The Enough Project and partner organizations The Resolve and Invisible Children put out a joint statement today detailing how, on direct orders from its leader Joseph Kony, the Lord’s Resistance Army (LRA) rebel group is increasingly trafficking ivory, diamonds, and gold in order to obtain weapons, ammunition, food, and other supplies. The illicit trade may be linked to the LRA’s efforts to improve relations with other armed groups such as Seleka, the Sudanese military, and central African cattle herders, according to new research.
The UN Security Council is scheduled to debate the international response to the LRA crisis early next month.
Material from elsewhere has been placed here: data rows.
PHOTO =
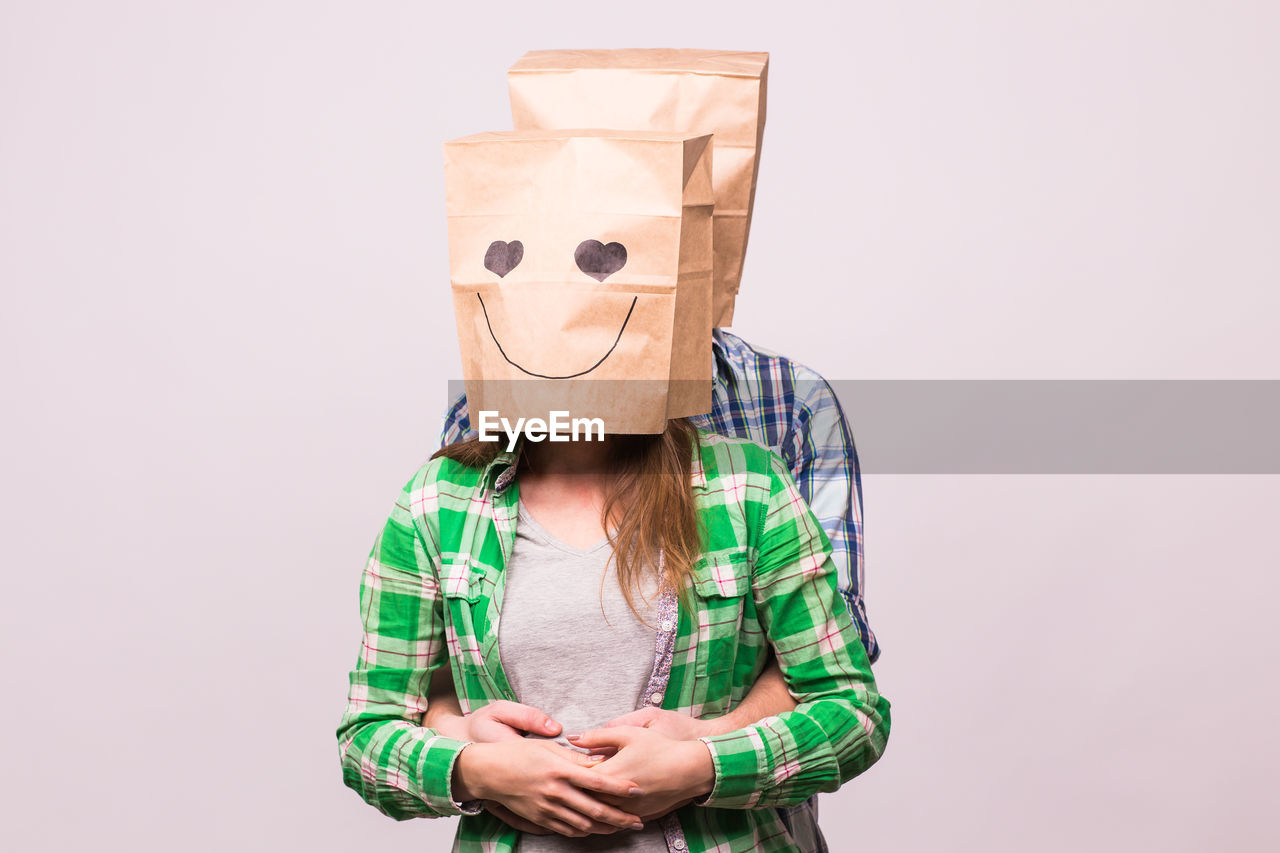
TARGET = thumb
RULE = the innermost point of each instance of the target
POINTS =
(640, 717)
(616, 737)
(525, 717)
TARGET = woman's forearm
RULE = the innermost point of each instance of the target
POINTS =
(768, 697)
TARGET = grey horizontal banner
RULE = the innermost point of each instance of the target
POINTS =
(1059, 427)
(1064, 427)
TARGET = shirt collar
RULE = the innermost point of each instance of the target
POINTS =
(502, 470)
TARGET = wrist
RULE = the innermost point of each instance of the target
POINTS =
(451, 725)
(700, 770)
(469, 772)
(731, 721)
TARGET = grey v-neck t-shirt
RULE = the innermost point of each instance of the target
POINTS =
(571, 647)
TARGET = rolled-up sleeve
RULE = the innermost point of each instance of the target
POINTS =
(396, 765)
(840, 725)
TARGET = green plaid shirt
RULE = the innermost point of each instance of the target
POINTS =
(432, 594)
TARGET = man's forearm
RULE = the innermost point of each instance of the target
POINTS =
(443, 710)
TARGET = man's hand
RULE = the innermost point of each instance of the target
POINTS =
(670, 771)
(540, 783)
(675, 725)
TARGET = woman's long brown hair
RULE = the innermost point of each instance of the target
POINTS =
(648, 502)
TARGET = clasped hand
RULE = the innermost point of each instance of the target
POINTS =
(641, 766)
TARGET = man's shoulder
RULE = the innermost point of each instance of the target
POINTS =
(804, 384)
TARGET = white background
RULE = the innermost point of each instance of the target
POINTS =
(227, 332)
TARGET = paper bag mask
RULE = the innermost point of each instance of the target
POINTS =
(581, 274)
(700, 91)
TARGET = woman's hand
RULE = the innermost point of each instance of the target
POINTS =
(543, 783)
(671, 771)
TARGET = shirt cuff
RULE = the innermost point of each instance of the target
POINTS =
(437, 774)
(736, 757)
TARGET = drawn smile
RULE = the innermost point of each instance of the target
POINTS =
(571, 375)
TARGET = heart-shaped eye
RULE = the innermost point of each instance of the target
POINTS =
(600, 260)
(502, 258)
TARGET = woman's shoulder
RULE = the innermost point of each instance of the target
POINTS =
(442, 482)
(737, 461)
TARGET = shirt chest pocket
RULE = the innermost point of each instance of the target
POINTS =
(462, 587)
(722, 588)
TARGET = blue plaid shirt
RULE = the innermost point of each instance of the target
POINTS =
(790, 409)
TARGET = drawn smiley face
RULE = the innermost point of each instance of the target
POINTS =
(595, 259)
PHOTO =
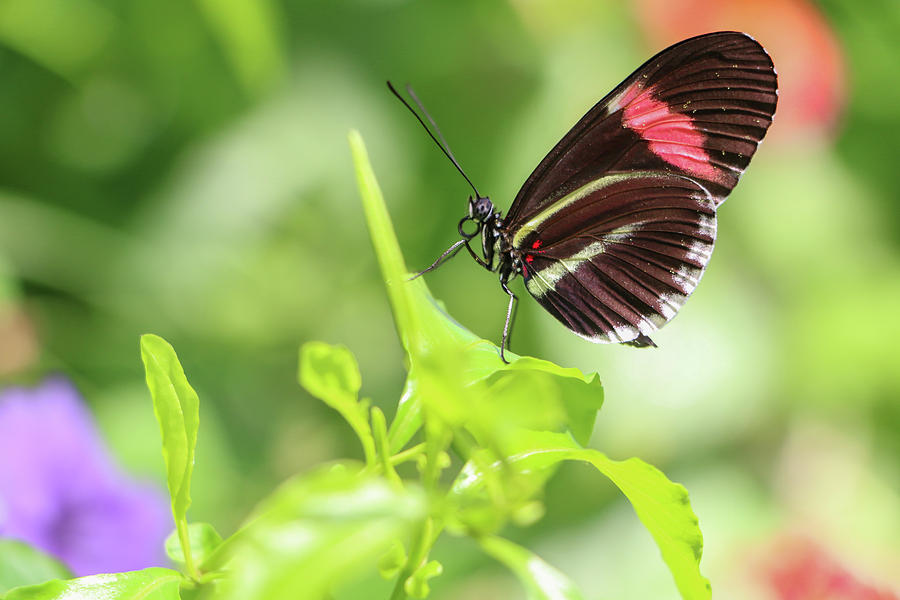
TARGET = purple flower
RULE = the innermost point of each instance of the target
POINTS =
(60, 490)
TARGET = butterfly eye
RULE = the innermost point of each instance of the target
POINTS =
(480, 208)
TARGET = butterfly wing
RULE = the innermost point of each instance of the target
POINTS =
(698, 109)
(615, 259)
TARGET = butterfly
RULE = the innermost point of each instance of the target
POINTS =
(612, 231)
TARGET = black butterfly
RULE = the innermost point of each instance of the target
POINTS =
(613, 229)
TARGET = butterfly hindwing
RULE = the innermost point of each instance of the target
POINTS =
(698, 109)
(615, 259)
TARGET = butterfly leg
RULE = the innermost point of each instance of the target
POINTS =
(510, 314)
(447, 255)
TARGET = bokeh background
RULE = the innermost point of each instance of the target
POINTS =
(182, 168)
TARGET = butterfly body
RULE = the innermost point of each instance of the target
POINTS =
(614, 228)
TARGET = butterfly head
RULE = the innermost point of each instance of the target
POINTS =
(480, 208)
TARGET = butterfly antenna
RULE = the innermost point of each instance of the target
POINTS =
(442, 143)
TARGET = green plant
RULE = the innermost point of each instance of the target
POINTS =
(485, 437)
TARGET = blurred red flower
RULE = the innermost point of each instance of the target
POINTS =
(802, 570)
(807, 55)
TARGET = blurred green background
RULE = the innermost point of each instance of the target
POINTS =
(181, 167)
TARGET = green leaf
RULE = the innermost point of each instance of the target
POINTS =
(20, 564)
(149, 584)
(541, 581)
(661, 505)
(314, 532)
(204, 540)
(393, 560)
(248, 32)
(177, 410)
(416, 585)
(446, 358)
(331, 374)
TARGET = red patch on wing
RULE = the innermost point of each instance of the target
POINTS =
(671, 135)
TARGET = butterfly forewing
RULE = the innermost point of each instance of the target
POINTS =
(698, 108)
(616, 225)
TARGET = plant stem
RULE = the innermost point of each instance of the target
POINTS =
(185, 539)
(408, 454)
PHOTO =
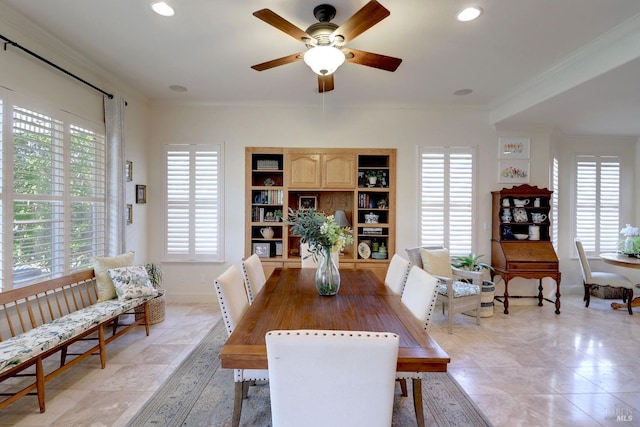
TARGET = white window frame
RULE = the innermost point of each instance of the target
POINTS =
(196, 239)
(449, 203)
(555, 199)
(603, 234)
(56, 230)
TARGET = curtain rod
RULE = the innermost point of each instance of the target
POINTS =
(57, 67)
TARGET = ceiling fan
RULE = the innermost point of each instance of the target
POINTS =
(325, 41)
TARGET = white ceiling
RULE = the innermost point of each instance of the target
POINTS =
(570, 65)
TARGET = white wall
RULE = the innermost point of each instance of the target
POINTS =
(149, 126)
(239, 127)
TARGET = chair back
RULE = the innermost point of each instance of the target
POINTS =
(231, 297)
(309, 262)
(584, 262)
(331, 378)
(420, 294)
(414, 254)
(254, 278)
(397, 274)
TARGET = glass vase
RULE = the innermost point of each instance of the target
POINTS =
(628, 245)
(327, 276)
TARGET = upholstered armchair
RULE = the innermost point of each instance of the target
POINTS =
(459, 291)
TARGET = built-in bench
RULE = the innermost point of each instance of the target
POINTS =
(40, 320)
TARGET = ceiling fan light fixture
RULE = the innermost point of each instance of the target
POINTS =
(324, 60)
(162, 8)
(469, 14)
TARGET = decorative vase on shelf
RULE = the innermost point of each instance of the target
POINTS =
(628, 245)
(327, 276)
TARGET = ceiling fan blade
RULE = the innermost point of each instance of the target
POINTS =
(277, 62)
(369, 59)
(325, 83)
(282, 24)
(370, 14)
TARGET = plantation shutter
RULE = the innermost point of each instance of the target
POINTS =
(598, 203)
(446, 198)
(193, 202)
(58, 199)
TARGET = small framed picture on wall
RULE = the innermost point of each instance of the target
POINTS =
(514, 147)
(128, 171)
(141, 193)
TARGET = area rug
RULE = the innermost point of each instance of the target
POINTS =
(200, 393)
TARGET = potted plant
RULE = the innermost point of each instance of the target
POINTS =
(470, 262)
(155, 275)
(156, 306)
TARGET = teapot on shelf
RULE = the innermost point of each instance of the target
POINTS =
(267, 232)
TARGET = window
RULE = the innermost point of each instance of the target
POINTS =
(193, 219)
(597, 203)
(447, 198)
(555, 183)
(53, 198)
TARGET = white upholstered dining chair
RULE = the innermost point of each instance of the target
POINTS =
(254, 277)
(397, 273)
(331, 378)
(419, 296)
(459, 291)
(233, 304)
(594, 279)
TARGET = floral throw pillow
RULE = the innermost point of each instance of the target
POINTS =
(132, 282)
(436, 262)
(101, 265)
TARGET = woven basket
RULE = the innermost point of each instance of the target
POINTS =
(155, 309)
(606, 292)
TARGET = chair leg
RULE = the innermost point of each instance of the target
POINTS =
(237, 404)
(587, 294)
(403, 387)
(417, 401)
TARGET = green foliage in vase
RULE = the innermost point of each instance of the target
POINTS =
(470, 262)
(155, 274)
(318, 230)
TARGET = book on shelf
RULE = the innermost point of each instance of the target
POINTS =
(268, 197)
(371, 230)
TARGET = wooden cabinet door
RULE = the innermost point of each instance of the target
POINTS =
(304, 170)
(339, 170)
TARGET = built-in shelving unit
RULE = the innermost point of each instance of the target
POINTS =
(329, 180)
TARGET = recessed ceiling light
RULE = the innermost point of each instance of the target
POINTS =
(162, 8)
(178, 88)
(469, 14)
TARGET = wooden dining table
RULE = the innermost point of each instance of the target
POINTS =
(289, 300)
(622, 260)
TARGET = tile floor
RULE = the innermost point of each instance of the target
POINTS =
(529, 368)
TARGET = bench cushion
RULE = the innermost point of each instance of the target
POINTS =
(101, 265)
(16, 350)
(132, 282)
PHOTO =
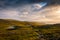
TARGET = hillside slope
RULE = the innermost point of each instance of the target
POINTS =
(28, 30)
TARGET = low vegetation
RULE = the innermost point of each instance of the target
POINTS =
(28, 31)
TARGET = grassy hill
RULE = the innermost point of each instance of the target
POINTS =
(28, 30)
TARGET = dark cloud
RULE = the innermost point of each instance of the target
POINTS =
(14, 3)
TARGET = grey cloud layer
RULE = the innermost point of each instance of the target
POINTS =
(32, 12)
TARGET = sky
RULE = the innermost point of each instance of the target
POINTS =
(45, 11)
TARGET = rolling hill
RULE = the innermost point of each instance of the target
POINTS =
(28, 30)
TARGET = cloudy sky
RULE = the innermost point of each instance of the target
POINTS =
(46, 11)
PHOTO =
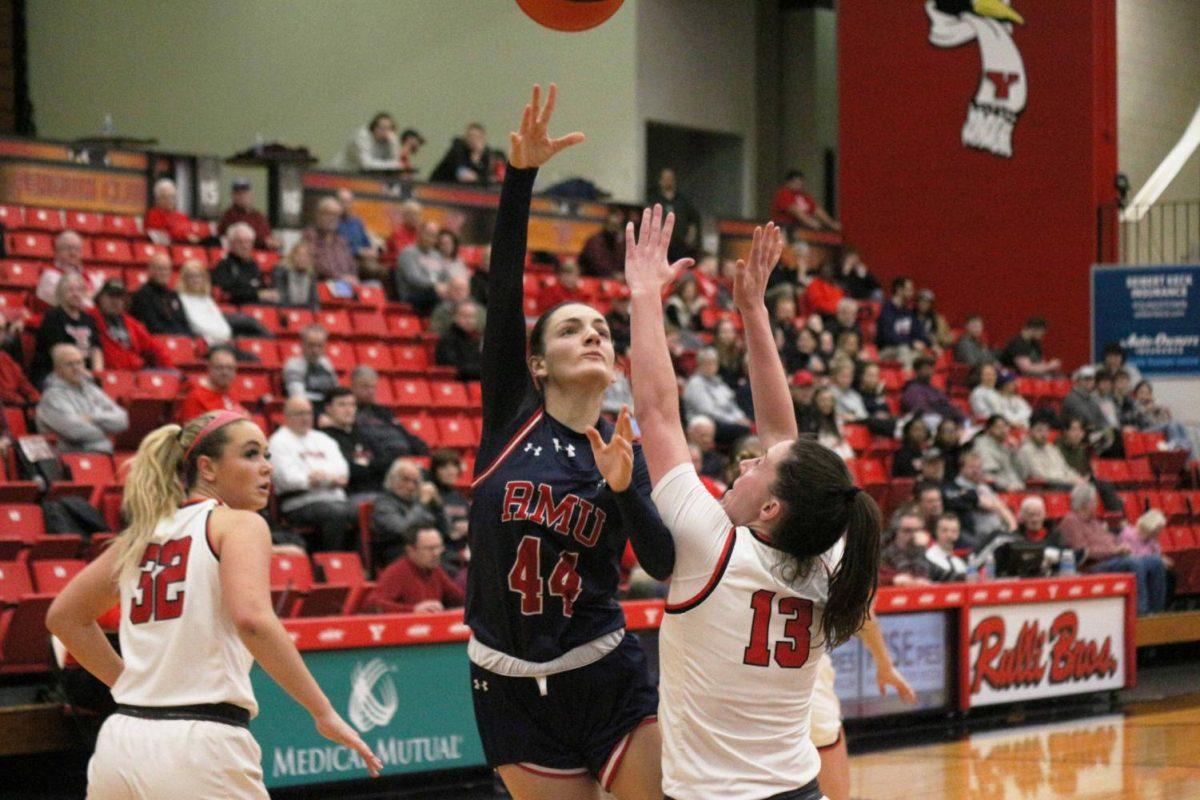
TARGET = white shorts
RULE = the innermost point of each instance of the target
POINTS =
(825, 725)
(181, 759)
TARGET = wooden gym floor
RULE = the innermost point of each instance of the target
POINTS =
(1151, 751)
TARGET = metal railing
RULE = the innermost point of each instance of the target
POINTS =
(1163, 233)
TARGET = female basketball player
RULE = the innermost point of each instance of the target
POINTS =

“New evidence that the LRA is trafficking illicit ivory, diamonds, and gold through Sudanese-held territory must spark a stronger response from the UN Security Council and the international community,” said Paul Ronan, Director of The Resolve LRA Crisis Initiative. “For too long such reports have been met with indifference, despite evidence that such trafficking strengthens the group’s ability to prey on civilians.”
During a recent two-week research mission to Uganda, the Enough Project, The Resolve, and Invisible Children interviewed security forces and former LRA members, including 11 Ugandan males who had defected from the LRA this year. All were former fighters or commanders with detailed information about how the group operates.
Recent LRA defectors report that Kony has issued standing orders for rebel fighters to loot diamonds and gold from artisanal miners in eastern Central African Republic (CAR). Most of the illicit minerals are then transported to Kony’s group, which operates frequently in the neighboring Kafia Kingi enclave, a disputed area controlled by the Sudanese military. Minerals are also reportedly traded with local civilians and members of the Seleka armed group, which controls much of eastern CAR.
“The illicit minerals trade provides the LRA with vital resources. It’s time that those who buy diamonds and gold from deadly rebel groups like the LRA face international scrutiny and sanctions,” said Kasper Agger, Field Researcher at the Enough Project.